I attended Camden's Children, Schools and Families Scrutiny Committee last night and posed a number of concerns about Labour's plans to expand Kingsgate Primary School to provide more school places in the north-west of Camden. The Cabinet Member, and the Scrutiny Committee members had no answers to the points I raised.
I was sufficiently exercised about the lack of detail in the officer's report to the committee that then wrote a letter to the local press. The full text is below in case it does not get printed in full.
"Mike Katz likes to take credit for pressing for a new primary school on the Liddell Road site in West Hampstead, but perhaps he should first explain why the report to Cabinet on 18th July stated that the Cabinet in December 2010 agreed to start the process for looking for a partner for a new school, but then nothing happened? Eighteen months later, when the shortage of places is getting critical, the Labour administration puts forward a proposal in haste which they might regret later.
We certainly need to use the Council owned site at Liddell Road to create the places but the failure to act for 18 months means no actual new school building will be in place until 2016.
The idea of extending Kingsgate Primary School could also backfire on them. If the Reception classes in the expanded school are established at the existing site, it is so close to the Brent border that many of the extra places will go to Brent parents on the proximity rule within the Admissions code. With Salusbury Primary School in Brent currently in Special Measures, Kingsgate becomes ever more attractive to parents living west of the Kilburn High Road. If on the other hand the Reception classes are placed at Liddell Road, then the proximity rule could work against Kilburn parents who live close to the existing Kingsgate site but too far away from Liddell Road to get a place.

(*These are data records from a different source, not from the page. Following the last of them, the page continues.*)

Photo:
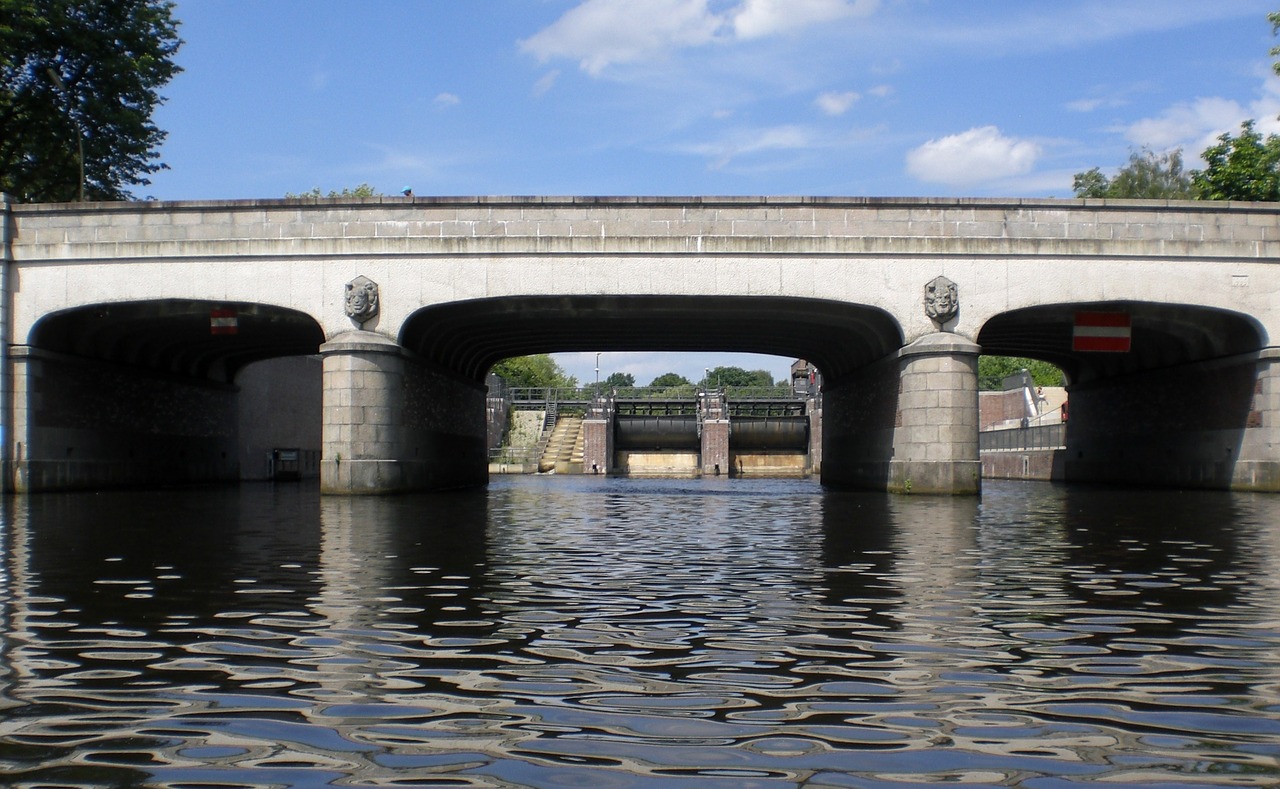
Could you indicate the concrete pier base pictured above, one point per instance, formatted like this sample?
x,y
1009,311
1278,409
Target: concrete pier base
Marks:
x,y
906,424
598,439
713,419
393,424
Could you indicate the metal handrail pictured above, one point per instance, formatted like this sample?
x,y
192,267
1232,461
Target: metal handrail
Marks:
x,y
1036,437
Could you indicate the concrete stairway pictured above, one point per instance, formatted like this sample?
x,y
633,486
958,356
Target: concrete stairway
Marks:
x,y
563,452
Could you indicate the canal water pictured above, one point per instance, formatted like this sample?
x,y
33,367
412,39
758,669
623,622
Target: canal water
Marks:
x,y
616,633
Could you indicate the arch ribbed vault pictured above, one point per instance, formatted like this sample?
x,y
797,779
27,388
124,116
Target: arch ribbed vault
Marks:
x,y
469,337
176,336
1162,336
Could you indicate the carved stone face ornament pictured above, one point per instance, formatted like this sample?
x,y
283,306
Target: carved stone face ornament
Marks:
x,y
361,299
941,300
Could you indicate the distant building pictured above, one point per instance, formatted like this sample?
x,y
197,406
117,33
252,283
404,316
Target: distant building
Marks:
x,y
805,378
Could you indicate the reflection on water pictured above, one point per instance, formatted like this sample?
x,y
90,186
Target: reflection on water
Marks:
x,y
586,632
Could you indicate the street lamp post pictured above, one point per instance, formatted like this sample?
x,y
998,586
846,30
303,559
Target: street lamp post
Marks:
x,y
80,133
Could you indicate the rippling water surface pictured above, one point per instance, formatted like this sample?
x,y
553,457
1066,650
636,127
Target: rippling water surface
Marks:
x,y
585,632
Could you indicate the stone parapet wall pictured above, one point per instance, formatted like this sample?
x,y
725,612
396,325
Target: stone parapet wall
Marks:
x,y
705,226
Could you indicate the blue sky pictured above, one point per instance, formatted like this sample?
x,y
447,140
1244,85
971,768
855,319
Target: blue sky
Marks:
x,y
880,97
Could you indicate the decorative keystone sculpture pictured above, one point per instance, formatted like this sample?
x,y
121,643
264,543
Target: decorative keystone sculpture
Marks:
x,y
941,300
361,299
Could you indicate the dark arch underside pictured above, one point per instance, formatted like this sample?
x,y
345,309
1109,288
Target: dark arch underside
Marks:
x,y
177,336
470,337
1162,336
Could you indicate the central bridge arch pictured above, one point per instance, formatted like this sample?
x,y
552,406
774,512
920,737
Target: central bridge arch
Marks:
x,y
469,337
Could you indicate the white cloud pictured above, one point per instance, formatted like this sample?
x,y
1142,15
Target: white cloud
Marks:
x,y
599,33
762,18
604,32
974,156
837,104
753,141
1193,126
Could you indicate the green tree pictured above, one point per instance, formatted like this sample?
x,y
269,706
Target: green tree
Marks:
x,y
670,379
364,190
536,370
992,370
1240,168
1147,176
78,82
737,377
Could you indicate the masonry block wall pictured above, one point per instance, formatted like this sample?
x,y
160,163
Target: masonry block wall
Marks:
x,y
80,424
1203,425
393,424
908,423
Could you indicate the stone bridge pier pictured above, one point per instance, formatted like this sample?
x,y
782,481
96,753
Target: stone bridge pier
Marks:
x,y
393,423
909,423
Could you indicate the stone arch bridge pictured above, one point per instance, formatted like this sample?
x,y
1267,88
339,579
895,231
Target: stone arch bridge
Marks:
x,y
126,324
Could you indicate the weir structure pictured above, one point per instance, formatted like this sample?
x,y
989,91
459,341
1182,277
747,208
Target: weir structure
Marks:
x,y
127,327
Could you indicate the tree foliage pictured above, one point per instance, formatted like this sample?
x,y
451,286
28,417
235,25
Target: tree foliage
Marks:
x,y
992,370
82,74
1147,176
737,377
364,190
671,379
536,370
1246,167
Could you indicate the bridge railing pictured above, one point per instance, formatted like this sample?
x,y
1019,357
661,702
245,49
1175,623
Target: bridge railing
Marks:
x,y
536,395
1037,437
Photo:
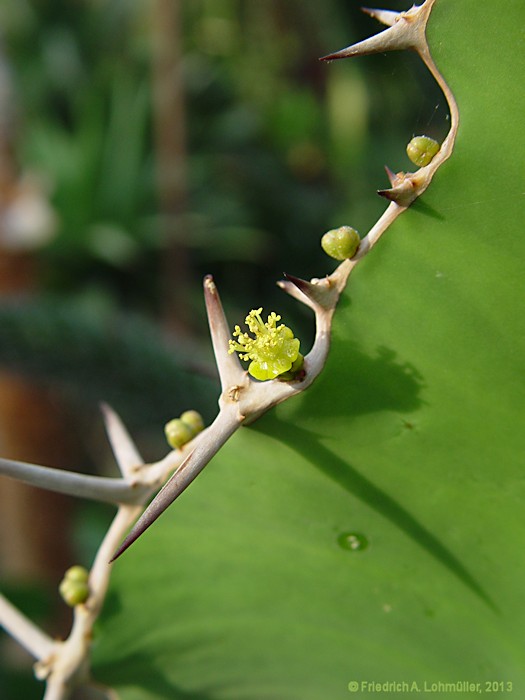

If in effect the proposal is to have two separate all age schools on the two sites, the DFE could oppose, as it will then be seen as a ruse to avoid a Free School or Academy. Such an idea would also be really difficult to manage. A four form entry primary school usually has year-group co-ordinators to organise the curriculum across four classes and to monitor teaching standards. Doing this on two sites several hundred yards apart would be time-wasting for all the staff involved.
The paper to the Cabinet also indicated that no preliminary work had been undertaken on Option 2 (the Free school/Academy option). While I can understand local Labour members hostile to this in principle (forgetting of course that Academies were the only option available for new schools under the last Labour Government), the Council is still welcoming a new Academy primary school sponsored by Argent in Kings Cross.
Getting the right sponsor is the key to this, but the blinkered Labour Council is not prepared to find a like-minded sponsor, such as UCL, which accepts the need for an inclusive intake and collaboration with others in the Camden family of schools.
Voting for a half-baked proposal without exploring any other option is a knee-jerk reaction to Labour's own failure to act for 18 months while the Labour Group fought over the prize of the Cabinet position. I sincerely hope that the latest incumbent Angela Mason hangs on long enough to make some sort of progress, and turns this proposal into something coherent."